Pour en revenir à ton cas, la gars t'avait salement amoché mais s'était assommé comme un idiot contre une étagère à vin. Pour ce qui est de l'autre, un peu trop accablée par le sort de son mari, elle s'était décidée à te tuer. Ses deux mains serrées à ta gorge, elle ne te lâchait pas et ta respiration était presque totalement coupée. Tu tentas de crier, mais rien ne sortit, jusqu'à ce que miraculeusement, ton agresseur tomba d'un coup, inerte, à côté de toi.

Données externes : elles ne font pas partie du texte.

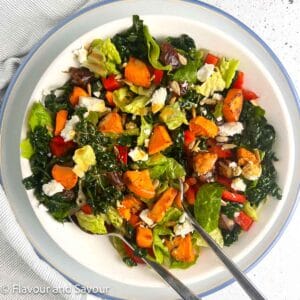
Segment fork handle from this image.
[143,258,201,300]
[183,203,266,300]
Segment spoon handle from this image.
[108,233,201,300]
[183,202,266,300]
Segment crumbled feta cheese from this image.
[93,91,101,98]
[231,177,247,192]
[140,209,154,227]
[219,122,244,136]
[42,179,64,197]
[128,147,148,161]
[60,116,80,142]
[73,145,96,178]
[197,64,215,82]
[212,93,224,101]
[174,220,194,237]
[73,47,88,64]
[150,87,167,114]
[78,96,108,112]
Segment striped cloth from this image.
[0,0,96,300]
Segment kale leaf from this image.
[167,34,196,52]
[112,15,148,61]
[221,224,241,247]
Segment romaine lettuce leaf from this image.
[173,51,203,83]
[76,211,107,234]
[28,102,52,131]
[194,183,224,232]
[83,38,121,77]
[219,57,240,89]
[153,225,172,264]
[195,70,225,97]
[143,25,172,71]
[137,117,153,146]
[159,102,188,130]
[146,153,185,181]
[106,206,123,229]
[20,138,34,159]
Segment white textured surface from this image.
[0,0,300,300]
[204,0,300,300]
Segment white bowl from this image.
[1,0,300,299]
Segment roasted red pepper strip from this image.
[204,53,219,65]
[243,89,258,100]
[232,71,244,89]
[235,211,253,231]
[102,75,121,92]
[183,130,196,146]
[123,243,144,264]
[115,145,128,165]
[50,135,76,157]
[80,204,93,215]
[209,145,232,158]
[153,69,164,85]
[222,190,247,203]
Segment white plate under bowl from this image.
[1,0,300,299]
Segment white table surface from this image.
[89,0,300,300]
[204,0,300,300]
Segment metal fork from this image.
[179,180,266,300]
[69,215,201,300]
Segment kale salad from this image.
[20,16,281,268]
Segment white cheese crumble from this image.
[150,87,167,114]
[42,179,64,197]
[60,116,80,142]
[140,209,154,227]
[218,122,244,136]
[231,177,247,192]
[128,147,148,161]
[197,64,215,82]
[73,47,88,64]
[174,220,194,237]
[78,96,108,112]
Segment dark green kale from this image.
[164,127,188,169]
[245,153,282,205]
[233,101,281,205]
[112,15,148,61]
[45,82,73,114]
[221,224,241,247]
[167,34,196,52]
[221,202,243,219]
[23,126,51,189]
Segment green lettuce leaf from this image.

Entre ce moment, et ta libération de son emprise, tu découvris que quelqu'un venait tout bonnement de la poignarder. Des yeux perçant la nuit, deux lunes sombres en guise de pupilles, des cheveux noir de jais cachant sa peau pâle ; un garçon des bas-fonds en toute évidence. Mais pas n'importe lequel, c'est celui qui venait de te retenir de tomber dans un terrier sans fin, il a l'ombre d'un loup, mais à tes yeux il devint vite une chouette, chassant de nuit, mais aux plumes aussi blanche que la plus pure des colombes.